Phishing is popular because it works. Researchers, as part of a recent investigation published in JAMA Network Open, spent the past seven years studying the tactic, sending over 2.9 million simulated phishing attacks to employees across six different U.S. hospitals.
The results were stark: Roughly 1 in 7 of the simulated emails sent were clicked on by healthcare employees.
Leslie Corbo, assistant professor of cybersecurity for the School of Business and Justice Studies at Utica College and a co-author of the investigation, explains that there are several reasons that healthcare organizations are particularly vulnerable to this type of attack.

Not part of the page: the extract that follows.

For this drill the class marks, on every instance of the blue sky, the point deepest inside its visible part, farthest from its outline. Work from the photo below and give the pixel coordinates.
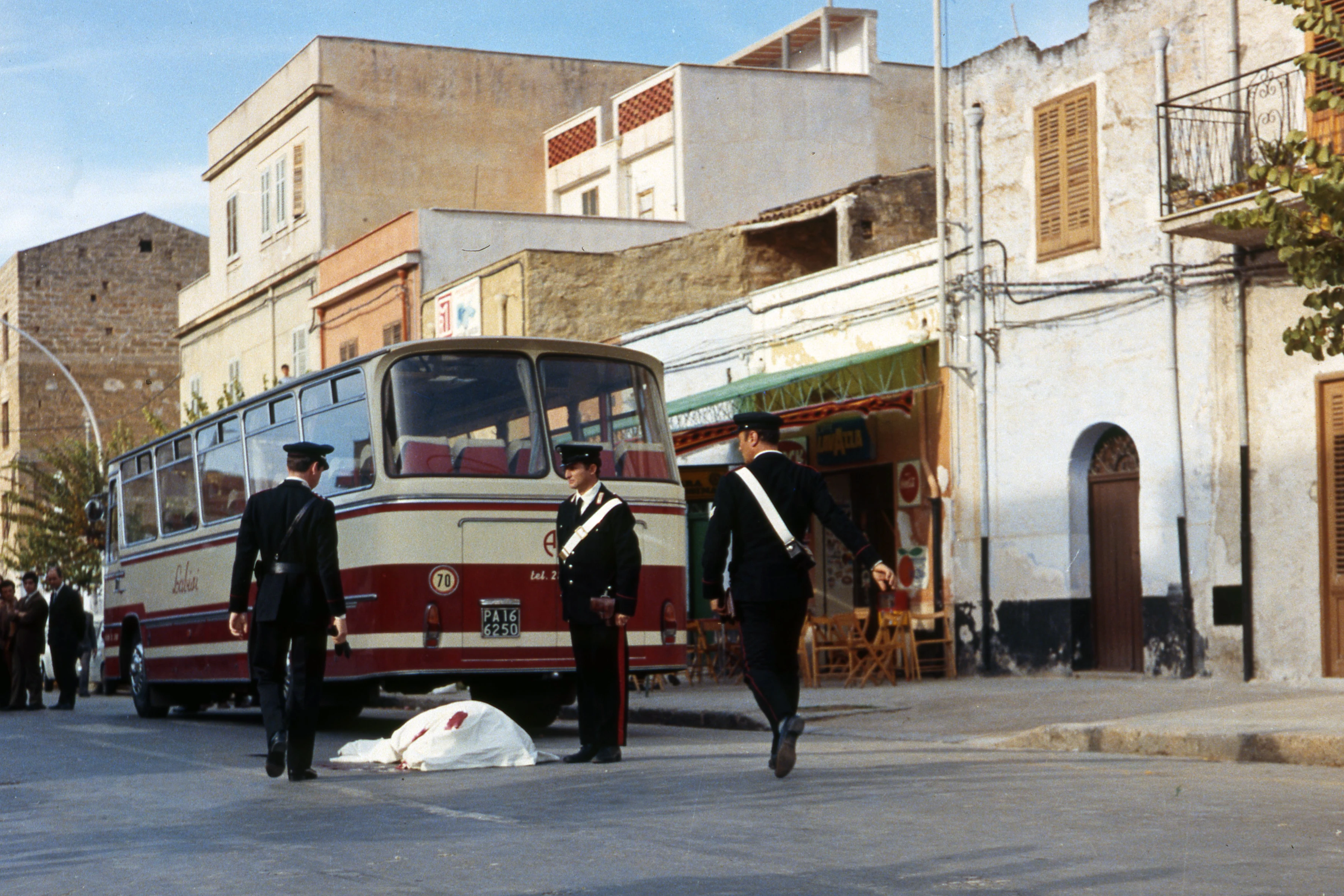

“Think about the way the phishing email itself is composed: A lot of times, attackers use a sense of urgency,” she says, “or the person thinks they are following an order.”
In other words, the high-stakes, high-speed, hierarchical world of medicine can push employees to react to phishing emails without pausing to fully evaluate the content and hyperlinks they contain — which should greatly disturb every leader across the healthcare industry.
Moreover, a recent Email Security Risk Assessment from Mimecast states that email impersonation attacks now account for 1 in every 350 emails in the healthcare, with 1 in 3,741 carrying malware. As these attacks continue to grow and evolve, organizations must find a way to combat them to protect valuable assets, such as patient data, from being compromised.